Cheapest AI Models in 2026

The lowest-cost production LLMs ranked by per-million-token input + output pricing.

Cost per million tokens varies by nearly 4,800× across 2026 LLMs — from Gemini 2.5 Flash-Lite at $0.10 input / $0.40 output, to GPT-5.5 Pro at $30 input / $180 output. For high-volume workloads (classification, tagging, routing, bulk extraction), choosing the right budget model can cut bills 100× without measurable quality loss.

The calculator below lets you put your real usage against the cheapest models from each provider. Most teams find that 70–90% of their requests can run on a budget tier with no downstream impact.

Models included

GPT-5.4 nano (OpenAI) — $0.20 input / $1.25 output per 1M tokens · 270K context window
GPT-4.1 nano (OpenAI) — $0.10 input / $0.40 output per 1M tokens · 1M context window
Gemini 3.1 Flash-Lite (Google) — $0.25 input / $1.50 output per 1M tokens · 1M context window
Gemini 2.5 Flash-Lite (Google) — $0.10 input / $0.40 output per 1M tokens · 1M context window
DeepSeek V4 Flash (DeepSeek) — $0.14 input / $0.28 output per 1M tokens · 1M context window
Mistral Small 3.2 (Mistral) — $0.10 input / $0.30 output per 1M tokens · 128K context window
Grok 4.1 Fast (xAI) — $0.20 input / $0.50 output per 1M tokens · 2M context window

Frequently asked questions

What is the cheapest AI model in 2026?

Gemini 2.5 Flash-Lite at $0.10 per million input tokens and $0.40 per million output tokens — among the lowest-priced production LLMs in 2026.

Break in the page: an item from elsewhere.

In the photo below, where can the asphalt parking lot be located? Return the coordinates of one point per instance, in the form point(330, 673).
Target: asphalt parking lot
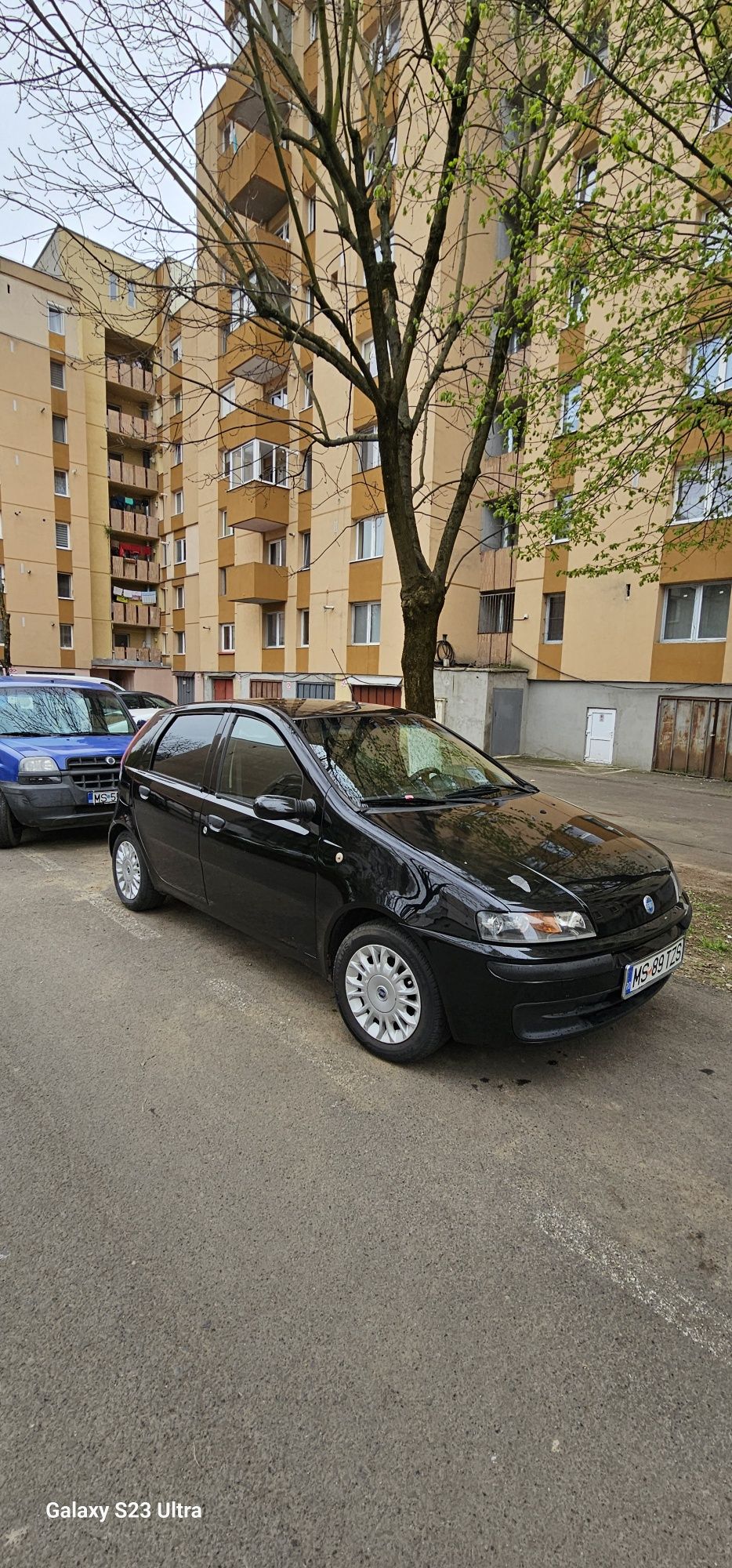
point(474, 1312)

What is the cheapest OpenAI model?

GPT-5.4 nano at $0.20 input / $1.25 output per million tokens, or GPT-4.1 nano at $0.10 / $0.40. Best for classification, routing, tagging, and simple extraction.

What is the cheapest Anthropic model?

Claude Haiku 4.5 at $1 input / $5 output per million tokens. Anthropic does not currently publish a sub-dollar tier.

What is the cheapest Google model?

Gemini 3.1 Flash-Lite at $0.25 input / $1.50 output per million tokens, with a free tier still available.